Clinical neuroscience and language disorders
Research aims
The Clinical Neuroscience and Language Disorders (CNLD) Research Group uses an interdisciplinary, multi-methods approach to:
- Understand the neural and cognitive bases of developmental and acquired disorders related to language and cognition
- Improve the diagnosis, assessment, management and treatment of these disorders
Research themes
The group consists of:
- An acquired disorders research unit – the Neuroscience and Aphasia Research Unit (NARU)
- A developmental disorders research unit – the Child and Adolescent Talk Research Unit (CHAT-RU)

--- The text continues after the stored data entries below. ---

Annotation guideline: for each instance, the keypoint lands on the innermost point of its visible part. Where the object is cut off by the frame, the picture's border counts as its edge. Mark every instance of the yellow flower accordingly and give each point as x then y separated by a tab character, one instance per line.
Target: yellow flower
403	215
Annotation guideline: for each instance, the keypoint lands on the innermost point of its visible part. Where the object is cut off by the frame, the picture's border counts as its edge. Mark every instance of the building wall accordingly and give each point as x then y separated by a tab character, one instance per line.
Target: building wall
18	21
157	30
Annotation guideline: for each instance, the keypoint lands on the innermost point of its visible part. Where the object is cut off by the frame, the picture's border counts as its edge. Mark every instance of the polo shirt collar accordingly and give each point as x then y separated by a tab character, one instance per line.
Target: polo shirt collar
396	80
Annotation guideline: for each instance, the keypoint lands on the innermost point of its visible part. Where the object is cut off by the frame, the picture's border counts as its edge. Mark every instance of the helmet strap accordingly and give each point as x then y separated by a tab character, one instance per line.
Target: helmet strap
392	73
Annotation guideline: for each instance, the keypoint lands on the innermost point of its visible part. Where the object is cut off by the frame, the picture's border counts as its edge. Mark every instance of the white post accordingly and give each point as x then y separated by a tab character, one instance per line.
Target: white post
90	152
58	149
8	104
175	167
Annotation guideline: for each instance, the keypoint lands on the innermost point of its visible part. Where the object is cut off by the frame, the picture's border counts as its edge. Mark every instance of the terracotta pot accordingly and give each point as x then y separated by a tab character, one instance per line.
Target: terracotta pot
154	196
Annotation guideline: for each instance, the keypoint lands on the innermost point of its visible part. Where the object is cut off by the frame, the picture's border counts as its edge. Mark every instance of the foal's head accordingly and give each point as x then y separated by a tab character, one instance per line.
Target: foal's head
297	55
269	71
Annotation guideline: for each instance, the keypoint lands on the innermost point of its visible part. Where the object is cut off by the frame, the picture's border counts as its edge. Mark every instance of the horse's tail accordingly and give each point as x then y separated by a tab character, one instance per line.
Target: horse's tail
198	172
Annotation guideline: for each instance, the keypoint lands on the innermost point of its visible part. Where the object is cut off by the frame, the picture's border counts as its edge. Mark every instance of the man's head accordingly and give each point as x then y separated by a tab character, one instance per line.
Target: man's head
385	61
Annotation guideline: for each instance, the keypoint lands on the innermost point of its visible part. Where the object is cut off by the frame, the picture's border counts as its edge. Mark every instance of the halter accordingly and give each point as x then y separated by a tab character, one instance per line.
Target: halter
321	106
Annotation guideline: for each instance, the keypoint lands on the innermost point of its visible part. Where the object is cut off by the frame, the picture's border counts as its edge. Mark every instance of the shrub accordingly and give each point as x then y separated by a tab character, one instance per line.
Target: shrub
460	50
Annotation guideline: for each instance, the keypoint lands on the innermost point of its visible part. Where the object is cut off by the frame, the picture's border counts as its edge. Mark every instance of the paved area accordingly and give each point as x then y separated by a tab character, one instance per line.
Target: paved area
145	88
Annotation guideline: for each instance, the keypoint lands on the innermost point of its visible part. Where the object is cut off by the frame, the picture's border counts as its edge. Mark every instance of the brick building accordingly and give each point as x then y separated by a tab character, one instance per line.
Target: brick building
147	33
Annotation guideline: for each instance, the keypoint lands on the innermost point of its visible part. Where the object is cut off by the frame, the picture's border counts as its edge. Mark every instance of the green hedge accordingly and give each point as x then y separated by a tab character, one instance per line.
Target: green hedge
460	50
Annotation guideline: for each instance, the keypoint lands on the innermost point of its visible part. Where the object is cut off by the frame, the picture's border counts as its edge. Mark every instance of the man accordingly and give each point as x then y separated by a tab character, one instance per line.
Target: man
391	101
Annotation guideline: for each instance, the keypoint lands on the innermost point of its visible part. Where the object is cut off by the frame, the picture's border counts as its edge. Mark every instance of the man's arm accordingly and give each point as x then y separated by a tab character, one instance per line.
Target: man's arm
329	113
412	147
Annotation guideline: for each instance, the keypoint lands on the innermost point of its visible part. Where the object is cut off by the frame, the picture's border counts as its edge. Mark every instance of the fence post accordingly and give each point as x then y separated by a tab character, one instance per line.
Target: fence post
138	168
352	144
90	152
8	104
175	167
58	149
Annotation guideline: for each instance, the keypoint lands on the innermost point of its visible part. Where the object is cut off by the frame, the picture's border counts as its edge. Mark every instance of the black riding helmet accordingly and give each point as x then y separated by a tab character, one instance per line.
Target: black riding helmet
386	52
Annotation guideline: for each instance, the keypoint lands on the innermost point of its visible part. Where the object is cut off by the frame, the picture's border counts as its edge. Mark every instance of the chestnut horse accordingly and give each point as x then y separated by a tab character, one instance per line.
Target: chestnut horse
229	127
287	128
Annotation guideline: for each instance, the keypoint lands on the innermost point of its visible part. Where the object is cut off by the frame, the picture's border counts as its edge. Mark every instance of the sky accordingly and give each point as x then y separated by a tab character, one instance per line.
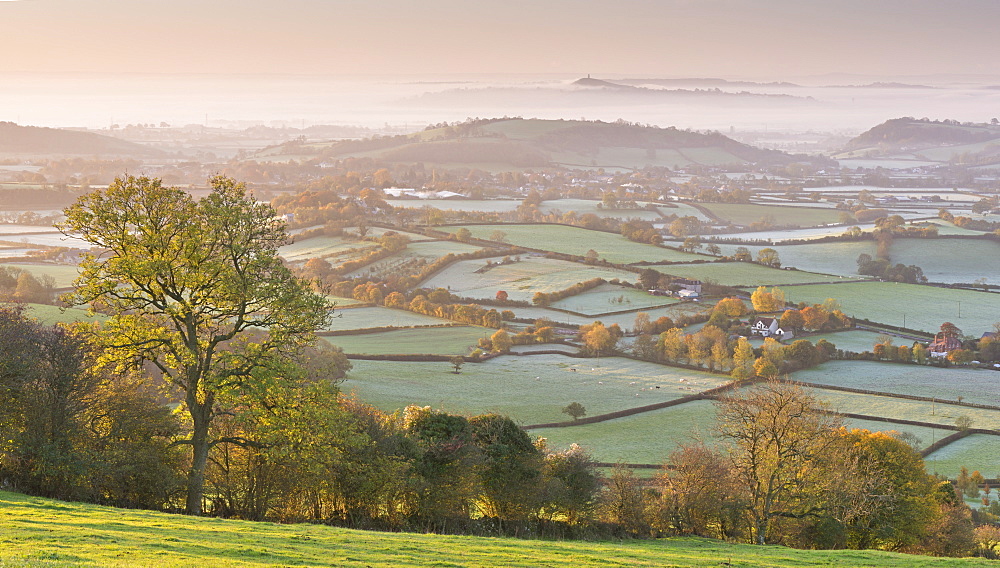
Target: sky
762	39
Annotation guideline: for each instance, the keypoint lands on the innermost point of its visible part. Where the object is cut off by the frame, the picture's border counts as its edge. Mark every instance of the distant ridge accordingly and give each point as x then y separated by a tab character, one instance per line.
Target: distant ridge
18	139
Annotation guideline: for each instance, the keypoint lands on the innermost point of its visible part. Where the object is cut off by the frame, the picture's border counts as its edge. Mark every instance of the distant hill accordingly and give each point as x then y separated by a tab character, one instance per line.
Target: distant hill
532	143
16	139
589	91
934	140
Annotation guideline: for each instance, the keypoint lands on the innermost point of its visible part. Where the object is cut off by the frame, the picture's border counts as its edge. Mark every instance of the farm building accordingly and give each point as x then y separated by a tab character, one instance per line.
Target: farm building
766	327
943	344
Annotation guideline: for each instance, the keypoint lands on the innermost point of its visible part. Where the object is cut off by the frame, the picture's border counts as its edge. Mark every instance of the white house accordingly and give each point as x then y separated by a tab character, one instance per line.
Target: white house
766	327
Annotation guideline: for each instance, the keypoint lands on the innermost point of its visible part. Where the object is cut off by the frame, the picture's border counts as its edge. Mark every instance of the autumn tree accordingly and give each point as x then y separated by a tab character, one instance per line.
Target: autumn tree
195	288
765	300
776	438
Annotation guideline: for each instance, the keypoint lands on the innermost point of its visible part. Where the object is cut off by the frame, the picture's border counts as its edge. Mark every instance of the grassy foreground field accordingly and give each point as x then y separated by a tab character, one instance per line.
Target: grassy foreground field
42	532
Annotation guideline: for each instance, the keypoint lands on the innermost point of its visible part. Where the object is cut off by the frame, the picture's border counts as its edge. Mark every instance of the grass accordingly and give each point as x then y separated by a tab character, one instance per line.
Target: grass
577	241
923	307
519	279
457	340
610	298
978	452
891	407
427	250
743	274
855	340
973	385
649	437
942	260
531	389
51	315
43	532
332	248
62	274
367	318
745	214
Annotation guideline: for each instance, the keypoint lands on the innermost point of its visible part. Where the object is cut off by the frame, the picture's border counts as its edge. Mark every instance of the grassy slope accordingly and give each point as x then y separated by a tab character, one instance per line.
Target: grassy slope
41	532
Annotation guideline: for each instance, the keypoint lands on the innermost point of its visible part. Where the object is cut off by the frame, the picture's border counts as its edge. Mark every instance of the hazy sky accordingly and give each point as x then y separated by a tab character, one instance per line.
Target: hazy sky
732	38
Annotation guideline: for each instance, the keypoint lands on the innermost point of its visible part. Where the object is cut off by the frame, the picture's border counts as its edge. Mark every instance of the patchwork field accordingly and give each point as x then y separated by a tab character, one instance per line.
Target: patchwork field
577	241
62	274
973	385
531	388
367	318
743	274
427	250
333	249
978	452
44	532
942	260
649	437
610	298
51	315
923	307
902	409
745	214
519	279
458	340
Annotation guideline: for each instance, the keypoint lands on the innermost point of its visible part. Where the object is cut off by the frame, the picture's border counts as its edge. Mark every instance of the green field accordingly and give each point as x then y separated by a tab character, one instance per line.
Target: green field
577	241
458	340
531	389
855	340
334	249
62	274
649	437
978	452
610	298
942	260
367	318
50	315
519	279
429	251
973	385
745	214
923	307
903	409
44	532
743	274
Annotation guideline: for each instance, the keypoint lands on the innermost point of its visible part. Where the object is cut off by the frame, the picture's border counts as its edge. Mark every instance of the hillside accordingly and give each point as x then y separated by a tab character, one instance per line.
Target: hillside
16	139
532	143
937	140
43	532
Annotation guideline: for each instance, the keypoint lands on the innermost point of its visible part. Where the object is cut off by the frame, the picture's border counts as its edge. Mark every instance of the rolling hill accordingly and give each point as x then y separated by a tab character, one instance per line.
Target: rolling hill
533	143
933	140
35	140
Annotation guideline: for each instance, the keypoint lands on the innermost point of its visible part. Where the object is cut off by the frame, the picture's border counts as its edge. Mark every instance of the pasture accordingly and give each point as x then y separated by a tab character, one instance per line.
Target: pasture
744	274
457	340
531	389
973	385
51	315
577	241
923	307
56	534
903	409
334	249
745	214
519	279
611	298
429	251
649	437
977	452
62	275
376	316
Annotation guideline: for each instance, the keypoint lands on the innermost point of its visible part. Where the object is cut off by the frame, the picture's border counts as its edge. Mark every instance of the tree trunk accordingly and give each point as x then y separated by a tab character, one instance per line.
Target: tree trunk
201	416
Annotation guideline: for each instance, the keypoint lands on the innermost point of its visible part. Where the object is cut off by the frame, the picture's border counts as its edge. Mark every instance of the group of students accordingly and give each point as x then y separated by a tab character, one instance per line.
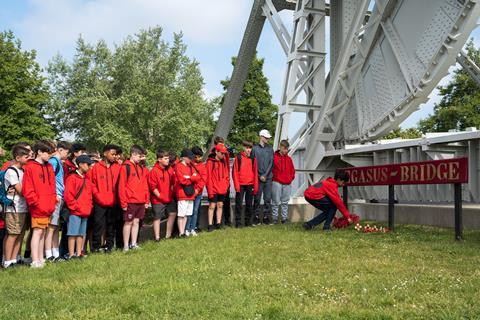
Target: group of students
59	189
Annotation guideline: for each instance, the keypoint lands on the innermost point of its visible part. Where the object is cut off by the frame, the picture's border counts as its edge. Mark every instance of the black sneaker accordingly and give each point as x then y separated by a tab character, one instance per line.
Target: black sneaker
306	226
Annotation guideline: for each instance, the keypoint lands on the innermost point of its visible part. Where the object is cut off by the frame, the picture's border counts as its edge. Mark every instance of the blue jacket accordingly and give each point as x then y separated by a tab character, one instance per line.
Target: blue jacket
264	156
58	169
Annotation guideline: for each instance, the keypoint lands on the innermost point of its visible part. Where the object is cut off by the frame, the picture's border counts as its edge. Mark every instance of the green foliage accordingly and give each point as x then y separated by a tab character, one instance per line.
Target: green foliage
23	94
145	91
410	133
460	105
255	110
266	272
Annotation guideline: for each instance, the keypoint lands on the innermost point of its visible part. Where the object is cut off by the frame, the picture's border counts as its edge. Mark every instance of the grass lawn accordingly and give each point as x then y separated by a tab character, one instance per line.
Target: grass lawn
268	272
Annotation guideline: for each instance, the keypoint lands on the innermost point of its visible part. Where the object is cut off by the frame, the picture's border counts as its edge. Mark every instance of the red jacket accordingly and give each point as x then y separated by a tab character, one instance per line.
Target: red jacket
39	189
185	175
134	188
68	167
218	176
327	188
201	169
104	180
82	206
7	164
247	174
162	179
283	169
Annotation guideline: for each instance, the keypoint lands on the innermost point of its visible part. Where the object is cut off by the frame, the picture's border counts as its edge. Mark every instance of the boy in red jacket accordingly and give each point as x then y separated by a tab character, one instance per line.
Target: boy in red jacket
134	195
245	181
324	196
186	193
283	175
218	181
78	199
200	168
161	181
104	177
39	190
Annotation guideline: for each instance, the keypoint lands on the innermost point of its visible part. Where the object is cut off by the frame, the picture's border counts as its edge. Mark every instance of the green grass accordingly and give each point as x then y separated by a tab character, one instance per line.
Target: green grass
270	272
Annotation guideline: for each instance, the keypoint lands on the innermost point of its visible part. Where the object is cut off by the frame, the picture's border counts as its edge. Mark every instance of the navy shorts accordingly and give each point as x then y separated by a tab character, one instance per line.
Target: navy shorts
217	198
77	226
134	211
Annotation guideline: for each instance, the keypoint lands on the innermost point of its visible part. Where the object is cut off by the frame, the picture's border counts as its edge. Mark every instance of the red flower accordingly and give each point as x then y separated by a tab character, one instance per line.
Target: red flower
341	223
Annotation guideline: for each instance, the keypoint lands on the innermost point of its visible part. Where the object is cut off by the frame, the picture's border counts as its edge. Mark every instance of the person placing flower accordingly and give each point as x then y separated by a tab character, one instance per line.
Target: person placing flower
324	196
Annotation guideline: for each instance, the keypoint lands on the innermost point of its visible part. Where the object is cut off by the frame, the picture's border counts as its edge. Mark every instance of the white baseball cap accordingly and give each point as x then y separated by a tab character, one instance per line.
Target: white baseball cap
265	133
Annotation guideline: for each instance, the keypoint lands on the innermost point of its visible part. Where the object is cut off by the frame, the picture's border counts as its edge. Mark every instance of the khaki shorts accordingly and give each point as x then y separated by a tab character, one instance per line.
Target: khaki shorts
15	222
40	223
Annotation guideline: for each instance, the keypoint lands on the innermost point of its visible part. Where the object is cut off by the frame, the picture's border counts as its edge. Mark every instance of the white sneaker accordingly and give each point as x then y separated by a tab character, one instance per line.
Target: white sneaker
7	264
26	260
37	264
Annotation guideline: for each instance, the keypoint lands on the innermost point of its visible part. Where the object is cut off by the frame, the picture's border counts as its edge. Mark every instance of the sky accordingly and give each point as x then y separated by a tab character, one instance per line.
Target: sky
212	30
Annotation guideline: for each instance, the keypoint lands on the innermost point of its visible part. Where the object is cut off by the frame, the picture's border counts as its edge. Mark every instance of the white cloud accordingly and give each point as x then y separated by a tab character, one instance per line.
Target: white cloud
52	26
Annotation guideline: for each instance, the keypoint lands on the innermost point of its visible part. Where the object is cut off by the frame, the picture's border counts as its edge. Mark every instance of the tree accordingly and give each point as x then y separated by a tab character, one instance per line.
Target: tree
410	133
23	94
255	110
145	91
460	104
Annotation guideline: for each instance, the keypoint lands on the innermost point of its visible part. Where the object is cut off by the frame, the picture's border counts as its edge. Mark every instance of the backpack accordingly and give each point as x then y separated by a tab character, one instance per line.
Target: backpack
59	166
239	161
4	200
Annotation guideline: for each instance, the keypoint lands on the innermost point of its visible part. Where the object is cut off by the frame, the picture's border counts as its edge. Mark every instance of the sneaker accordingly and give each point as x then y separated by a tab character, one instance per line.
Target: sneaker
306	226
36	264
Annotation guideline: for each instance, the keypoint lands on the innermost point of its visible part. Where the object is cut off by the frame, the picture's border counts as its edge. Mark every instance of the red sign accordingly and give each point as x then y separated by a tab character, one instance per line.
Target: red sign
427	172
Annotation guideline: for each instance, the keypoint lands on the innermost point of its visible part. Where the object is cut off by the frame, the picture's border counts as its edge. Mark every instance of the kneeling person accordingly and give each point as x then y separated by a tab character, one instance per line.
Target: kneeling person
324	196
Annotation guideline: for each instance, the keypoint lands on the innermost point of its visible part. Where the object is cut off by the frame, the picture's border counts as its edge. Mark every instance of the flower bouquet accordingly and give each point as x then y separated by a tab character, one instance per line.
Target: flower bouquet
342	222
370	229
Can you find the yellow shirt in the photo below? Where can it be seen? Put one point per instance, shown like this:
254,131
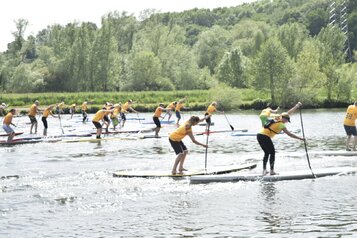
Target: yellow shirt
125,107
211,109
179,106
158,112
33,110
99,116
47,112
8,119
274,129
84,106
171,106
180,133
351,116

Considerable added value comes from taking an integrated view of developmental and acquired disorders, and many research themes are shared across the units. These include a shared focus on:
- Language impairments, such as those seen in specific language impairment (SLI), aphasia, dementia and children with pragmatic language impairment or autism
- Cognition, including semantically-driven verbal and non-verbal behaviour in aphasia and dementia, and underlying memory deficits in developmental disorders
- Conversation, in particular the use of conversational data to provide a method of investigating the everyday presentation and impact of disorders such as pragmatic language impairments in children, and aphasia and dementia in adults
- Longitudinal studies, including the tracking of the developmental trajectories of children and young people with SLI, and changes over time in people with dementia or aphasia
- Intelligibility of speech, including the study of children with atypical use of speech sounds and speech perception of other forms of unfamiliar speech signals
- Plasticity, learning and intervention studies, including studies of learning and neuroplasticity using computer-based modeling, behavioural studies and neuroimaging; and intervention studies for people with acquired or developmental disorders, including randomized control trials and case series design studies
Research methods
The group benefits from the use of convergent methodologies including:
- Neuropsychology
- Cognitive neuroscience
- Speech therapy assessment and intervention methods
- Neuroimaging
- Linguistics
- Conversation analysis
- Computer science
Research funding
The group’s research is currently supported by grants from, among others, the MRC, ESRC, BBSRC, EPSRC, NIHR, Nuffield Foundation, Leverhulme Trust, Wellcome Trust, Stroke Association, British Academy, Royal Society.
Research collaborations
The group’s work falls squarely within the cross-cutting themes of the:
Members of the group are involved in research collaborations with other University of Manchester colleagues both within and beyond the School of Psychological Sciences, as well as with colleagues at other universities in the UK, Europe, Japan, the USA, South America, Australia and South Africa, among others.
The group also has excellent links with local speech and language therapists, schools and hospitals. These links are an integral part of the group’s excellent record of translational research, allowing new findings in pure research to be quickly and smoothly transferred into relevant and effective clinical and educational applications.